Yapılandırılmamış Yaklaşım: Öğrenci kendi çalışmasını başlatır, bu süreçte yönlendirilir ve öğrenme gerçekleşir. ilke, kavram ve problemin çözümünü doğal ortamda kendi kendine bulur. ( okulöncesi dön.)
Yapılandırılmış Yaklaşım: Öğrencinin kazanacağı hedef davranışları öğretmen belirler ve ilke, kavram ve genellemelere ulaşması için gerekli yönerge ve ipuçları verir.
Kullanılan Teknikler: Küçük grup tartışması, büyük grup tartışması, çember, zıt panel, münazara, açık oturum, soru-cevap
Öğretmen, rehberdir.
Öğrenci, aktif ve merkezdedir.
ilke kavram ve genellemelerin öğretmen tarafından düzenli bir şekilde sıralanması, bilginin hiyerarşik bir yapı içerisinde anlamlandırılarak öğrencilere aktarımı genelden özele yani tümdengelim yoluyla gerçekleşir.
Önce ilke, ardından örnek verilir. Bol örnek kullanmak gerekmektedir.
Öğretmen ve öğrenciler arasında yoğun etkileşim vardır.
Öğretim basamak basamak ilerler. Öğrenciye anlamlı öğrenmesini sağlayacak şekilde bilgiler ilişkilendirilerek ve önceki bilgilerle arasında bağlantılar kurularak sunulur.
Dersin giriş bölümünde kullanılır.
Herhangi bir konu ile ilgili ön öğrenmelerin yeterli olmadığı veya konunun ilk defa sunulacağı zamanlarda kullanılır.
Kavramları, kavram ilişkilerini ve soyut konuların öğrenimini sağladığı için ilköğretim 4. veya 5. sınıflarından itibaren kullanılır.
Kullanılan Teknikler: Sempozyum, söylev, takrir,
Öğretmen, aktif ve merkezdedir.
Öğrenci, yarı aktiftir.
Bloom taksonomisi (Kempa, 1986; Colletta &, Chiopette 1989) birçok öğretmen ve eğitimci tarafından öğrenci bilişsel alanla ilgili kısmı başarılarının ölçülmesinde ençok kullanılan yaklaşımdır.

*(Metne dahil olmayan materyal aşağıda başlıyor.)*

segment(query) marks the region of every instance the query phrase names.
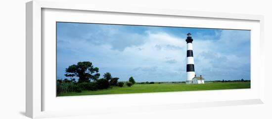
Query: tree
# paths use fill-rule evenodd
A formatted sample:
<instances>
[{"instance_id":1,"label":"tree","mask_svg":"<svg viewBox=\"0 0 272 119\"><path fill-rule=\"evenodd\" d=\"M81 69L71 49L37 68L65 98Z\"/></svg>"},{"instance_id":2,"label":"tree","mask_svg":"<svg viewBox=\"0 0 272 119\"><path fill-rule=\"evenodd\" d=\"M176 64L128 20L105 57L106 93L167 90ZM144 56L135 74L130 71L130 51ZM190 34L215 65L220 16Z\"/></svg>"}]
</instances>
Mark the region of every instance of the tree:
<instances>
[{"instance_id":1,"label":"tree","mask_svg":"<svg viewBox=\"0 0 272 119\"><path fill-rule=\"evenodd\" d=\"M132 77L130 78L130 79L129 79L129 81L132 83L132 84L135 84L135 80L133 79L133 77Z\"/></svg>"},{"instance_id":2,"label":"tree","mask_svg":"<svg viewBox=\"0 0 272 119\"><path fill-rule=\"evenodd\" d=\"M124 82L118 82L118 83L117 83L117 86L119 87L123 87L123 86L124 86Z\"/></svg>"},{"instance_id":3,"label":"tree","mask_svg":"<svg viewBox=\"0 0 272 119\"><path fill-rule=\"evenodd\" d=\"M90 82L90 79L96 80L99 78L98 72L98 68L93 67L91 62L79 62L77 65L74 64L66 68L65 76L72 78L77 77L79 78L79 82Z\"/></svg>"},{"instance_id":4,"label":"tree","mask_svg":"<svg viewBox=\"0 0 272 119\"><path fill-rule=\"evenodd\" d=\"M127 82L127 83L126 83L127 85L128 85L128 86L129 87L131 87L131 86L132 86L132 85L133 85L133 84L132 84L132 82Z\"/></svg>"},{"instance_id":5,"label":"tree","mask_svg":"<svg viewBox=\"0 0 272 119\"><path fill-rule=\"evenodd\" d=\"M111 75L109 72L104 74L103 77L104 77L104 79L107 79L108 81L109 81L112 79Z\"/></svg>"},{"instance_id":6,"label":"tree","mask_svg":"<svg viewBox=\"0 0 272 119\"><path fill-rule=\"evenodd\" d=\"M99 89L107 88L110 86L110 83L108 80L104 79L101 79L96 80L97 88Z\"/></svg>"},{"instance_id":7,"label":"tree","mask_svg":"<svg viewBox=\"0 0 272 119\"><path fill-rule=\"evenodd\" d=\"M117 82L118 81L119 78L113 78L110 79L110 85L117 85Z\"/></svg>"}]
</instances>

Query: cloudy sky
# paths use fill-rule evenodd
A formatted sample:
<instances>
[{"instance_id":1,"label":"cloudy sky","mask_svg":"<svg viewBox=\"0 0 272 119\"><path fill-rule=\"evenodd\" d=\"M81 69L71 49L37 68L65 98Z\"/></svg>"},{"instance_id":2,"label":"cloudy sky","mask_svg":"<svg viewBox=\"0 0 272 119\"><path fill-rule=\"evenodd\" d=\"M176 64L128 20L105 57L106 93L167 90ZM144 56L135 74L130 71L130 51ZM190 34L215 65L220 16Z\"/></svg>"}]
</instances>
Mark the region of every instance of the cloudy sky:
<instances>
[{"instance_id":1,"label":"cloudy sky","mask_svg":"<svg viewBox=\"0 0 272 119\"><path fill-rule=\"evenodd\" d=\"M101 76L108 72L122 81L131 76L137 82L185 81L188 32L197 76L250 79L250 31L61 22L57 78L67 78L70 65L90 61Z\"/></svg>"}]
</instances>

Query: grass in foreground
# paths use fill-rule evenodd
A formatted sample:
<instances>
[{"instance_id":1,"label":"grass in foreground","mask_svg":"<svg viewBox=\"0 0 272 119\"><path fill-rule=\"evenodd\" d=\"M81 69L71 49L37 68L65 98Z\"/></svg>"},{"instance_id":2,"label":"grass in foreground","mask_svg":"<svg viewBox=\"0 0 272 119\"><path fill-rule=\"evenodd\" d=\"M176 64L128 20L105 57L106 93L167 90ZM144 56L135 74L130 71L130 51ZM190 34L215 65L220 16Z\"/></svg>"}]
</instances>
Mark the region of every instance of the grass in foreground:
<instances>
[{"instance_id":1,"label":"grass in foreground","mask_svg":"<svg viewBox=\"0 0 272 119\"><path fill-rule=\"evenodd\" d=\"M61 93L57 96L125 94L135 93L162 92L250 88L250 82L214 82L205 84L135 84L132 87L113 87L96 91L83 91Z\"/></svg>"}]
</instances>

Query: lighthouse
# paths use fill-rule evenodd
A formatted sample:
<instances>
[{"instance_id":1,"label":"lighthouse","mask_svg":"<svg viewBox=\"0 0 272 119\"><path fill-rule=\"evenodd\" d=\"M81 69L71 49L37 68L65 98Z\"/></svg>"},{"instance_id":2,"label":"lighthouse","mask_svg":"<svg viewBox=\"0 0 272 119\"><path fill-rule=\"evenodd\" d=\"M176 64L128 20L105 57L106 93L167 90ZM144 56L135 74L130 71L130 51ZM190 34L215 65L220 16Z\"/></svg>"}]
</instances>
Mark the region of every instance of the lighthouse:
<instances>
[{"instance_id":1,"label":"lighthouse","mask_svg":"<svg viewBox=\"0 0 272 119\"><path fill-rule=\"evenodd\" d=\"M186 84L191 84L193 83L193 79L195 77L194 72L194 65L193 55L193 40L190 33L187 34L187 64L186 64L186 73L187 79Z\"/></svg>"}]
</instances>

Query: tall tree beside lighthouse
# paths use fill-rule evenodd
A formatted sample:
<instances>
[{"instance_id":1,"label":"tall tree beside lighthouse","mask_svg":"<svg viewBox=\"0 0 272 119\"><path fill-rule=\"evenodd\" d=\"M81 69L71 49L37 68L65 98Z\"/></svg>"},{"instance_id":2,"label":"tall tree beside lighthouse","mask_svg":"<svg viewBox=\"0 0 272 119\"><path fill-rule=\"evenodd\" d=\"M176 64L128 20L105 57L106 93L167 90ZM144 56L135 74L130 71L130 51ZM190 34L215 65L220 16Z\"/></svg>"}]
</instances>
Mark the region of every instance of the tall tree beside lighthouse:
<instances>
[{"instance_id":1,"label":"tall tree beside lighthouse","mask_svg":"<svg viewBox=\"0 0 272 119\"><path fill-rule=\"evenodd\" d=\"M186 39L186 42L187 42L187 66L186 70L187 79L186 84L192 83L193 82L192 79L195 76L193 55L192 41L193 40L192 39L191 35L190 33L188 33L187 34L187 39Z\"/></svg>"}]
</instances>

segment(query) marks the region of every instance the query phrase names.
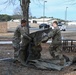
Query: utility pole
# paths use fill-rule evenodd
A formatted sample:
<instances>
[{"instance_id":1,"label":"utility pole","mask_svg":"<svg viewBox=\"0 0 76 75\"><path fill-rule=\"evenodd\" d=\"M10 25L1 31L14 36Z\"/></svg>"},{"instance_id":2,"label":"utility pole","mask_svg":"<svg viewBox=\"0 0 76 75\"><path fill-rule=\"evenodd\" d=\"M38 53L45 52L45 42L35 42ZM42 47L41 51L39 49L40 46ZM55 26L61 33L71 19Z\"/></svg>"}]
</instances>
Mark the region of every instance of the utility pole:
<instances>
[{"instance_id":1,"label":"utility pole","mask_svg":"<svg viewBox=\"0 0 76 75\"><path fill-rule=\"evenodd\" d=\"M67 9L68 9L68 7L66 7L66 10L65 10L65 24L67 22Z\"/></svg>"},{"instance_id":2,"label":"utility pole","mask_svg":"<svg viewBox=\"0 0 76 75\"><path fill-rule=\"evenodd\" d=\"M44 21L45 21L45 3L46 3L47 1L44 1L43 2L43 23L44 23Z\"/></svg>"}]
</instances>

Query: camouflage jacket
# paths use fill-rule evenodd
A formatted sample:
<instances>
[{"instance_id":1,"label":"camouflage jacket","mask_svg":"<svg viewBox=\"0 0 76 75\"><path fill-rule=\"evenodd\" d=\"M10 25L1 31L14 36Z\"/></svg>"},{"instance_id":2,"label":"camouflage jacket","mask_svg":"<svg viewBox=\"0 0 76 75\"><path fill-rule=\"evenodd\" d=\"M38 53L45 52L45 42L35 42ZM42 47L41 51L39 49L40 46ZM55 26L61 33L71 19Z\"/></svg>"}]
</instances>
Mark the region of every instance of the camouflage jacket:
<instances>
[{"instance_id":1,"label":"camouflage jacket","mask_svg":"<svg viewBox=\"0 0 76 75\"><path fill-rule=\"evenodd\" d=\"M19 44L21 42L21 37L28 37L28 30L27 27L22 27L21 25L19 25L15 32L14 32L14 37L13 37L13 47L15 48L19 48Z\"/></svg>"}]
</instances>

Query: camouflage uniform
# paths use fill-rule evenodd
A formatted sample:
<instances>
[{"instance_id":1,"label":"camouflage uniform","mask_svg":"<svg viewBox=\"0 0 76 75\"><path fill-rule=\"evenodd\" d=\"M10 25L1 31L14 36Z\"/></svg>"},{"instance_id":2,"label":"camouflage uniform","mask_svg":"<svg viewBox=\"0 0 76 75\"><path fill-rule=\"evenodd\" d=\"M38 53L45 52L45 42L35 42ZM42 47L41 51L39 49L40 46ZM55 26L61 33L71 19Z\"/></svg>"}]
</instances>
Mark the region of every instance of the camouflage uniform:
<instances>
[{"instance_id":1,"label":"camouflage uniform","mask_svg":"<svg viewBox=\"0 0 76 75\"><path fill-rule=\"evenodd\" d=\"M19 25L15 32L13 37L13 47L14 47L14 59L15 60L26 60L27 58L27 46L30 42L30 37L28 36L28 30L27 27L22 27Z\"/></svg>"},{"instance_id":2,"label":"camouflage uniform","mask_svg":"<svg viewBox=\"0 0 76 75\"><path fill-rule=\"evenodd\" d=\"M58 27L55 27L52 31L48 33L48 37L52 38L52 43L49 47L50 54L53 58L62 58L62 43L61 43L61 32Z\"/></svg>"}]
</instances>

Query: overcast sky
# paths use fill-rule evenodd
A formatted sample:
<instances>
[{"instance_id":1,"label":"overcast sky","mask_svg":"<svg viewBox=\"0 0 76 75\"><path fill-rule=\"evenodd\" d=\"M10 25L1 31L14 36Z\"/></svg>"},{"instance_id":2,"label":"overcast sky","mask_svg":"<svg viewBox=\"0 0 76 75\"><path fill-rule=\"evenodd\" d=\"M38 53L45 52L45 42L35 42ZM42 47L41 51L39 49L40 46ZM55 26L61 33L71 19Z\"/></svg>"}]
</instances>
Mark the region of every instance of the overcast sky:
<instances>
[{"instance_id":1,"label":"overcast sky","mask_svg":"<svg viewBox=\"0 0 76 75\"><path fill-rule=\"evenodd\" d=\"M68 0L46 0L45 3L45 16L55 17L65 19L65 10L67 8L67 19L68 20L76 20L76 5L71 5ZM12 15L14 9L19 6L19 1L16 0L16 4L13 6L12 4L7 5L3 4L5 0L0 1L0 14L9 14ZM6 7L7 5L7 7ZM5 8L6 7L6 8ZM43 0L31 0L30 3L30 12L32 16L40 17L43 16Z\"/></svg>"}]
</instances>

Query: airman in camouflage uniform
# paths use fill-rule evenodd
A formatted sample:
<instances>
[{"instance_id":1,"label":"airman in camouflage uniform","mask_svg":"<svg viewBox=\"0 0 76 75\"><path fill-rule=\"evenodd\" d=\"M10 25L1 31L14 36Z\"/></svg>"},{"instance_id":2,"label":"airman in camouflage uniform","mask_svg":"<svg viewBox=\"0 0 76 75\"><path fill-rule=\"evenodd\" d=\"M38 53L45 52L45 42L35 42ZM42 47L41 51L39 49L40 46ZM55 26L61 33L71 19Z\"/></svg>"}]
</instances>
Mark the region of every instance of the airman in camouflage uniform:
<instances>
[{"instance_id":1,"label":"airman in camouflage uniform","mask_svg":"<svg viewBox=\"0 0 76 75\"><path fill-rule=\"evenodd\" d=\"M26 60L28 53L27 47L31 38L28 36L28 30L26 27L26 20L21 20L21 25L19 25L13 37L13 47L14 47L14 59L20 62Z\"/></svg>"},{"instance_id":2,"label":"airman in camouflage uniform","mask_svg":"<svg viewBox=\"0 0 76 75\"><path fill-rule=\"evenodd\" d=\"M49 47L50 54L53 58L62 59L62 42L61 31L58 27L57 21L53 22L54 29L48 33L48 37L52 38L52 43Z\"/></svg>"}]
</instances>

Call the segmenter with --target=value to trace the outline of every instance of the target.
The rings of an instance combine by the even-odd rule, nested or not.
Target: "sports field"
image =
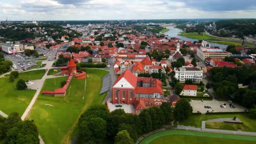
[[[256,137],[192,131],[166,130],[153,134],[141,144],[157,143],[256,143]]]

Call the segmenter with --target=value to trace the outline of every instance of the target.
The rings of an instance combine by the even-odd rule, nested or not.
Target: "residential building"
[[[112,103],[134,105],[138,110],[135,113],[139,114],[146,106],[160,106],[164,101],[163,93],[161,81],[136,77],[127,69],[114,83]]]
[[[183,90],[181,93],[181,95],[196,96],[197,92],[197,86],[191,85],[185,85]]]
[[[206,41],[202,41],[202,45],[197,48],[196,55],[202,61],[207,57],[230,57],[232,53],[222,50],[219,49],[211,47],[210,45],[207,44]]]
[[[175,68],[175,77],[181,82],[185,82],[187,80],[192,80],[195,82],[202,81],[203,70],[197,68],[182,67]]]

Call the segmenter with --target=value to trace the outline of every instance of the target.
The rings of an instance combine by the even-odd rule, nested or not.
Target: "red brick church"
[[[112,87],[112,103],[134,105],[135,113],[164,101],[162,82],[152,77],[136,77],[127,69]]]

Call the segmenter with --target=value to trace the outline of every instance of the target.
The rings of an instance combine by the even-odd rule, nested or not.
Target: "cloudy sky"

Bu taksonominin basitten karmaşığa (düşük zihinsel düzeyden yüksek zihinsel düzeye) doğru altı seviyeden oluşur. Bunlar:
1. Bilgi seviyesi
2. Kavrama (Anlama) seviyesi
3. Uygulama seviyesi
4. Analiz seviyesi
5. Sentez seviyesi
6. Değerlendirme seviyesi, dir.
Bununla beraber, birçok sınav sistemi bu seviyelerin ilk üçünü aynen kullanırken son üçünü birleştirir. Böylece dört basamaklı bir ölçme yaklaşımı elde edilir (kempa, 1986). Orijinal taksonominin altı basamağını orta dereceli okullar için dörde indiren bu yaklaşımın kategorileri aşağıda örneklerle açıklanmaktadır.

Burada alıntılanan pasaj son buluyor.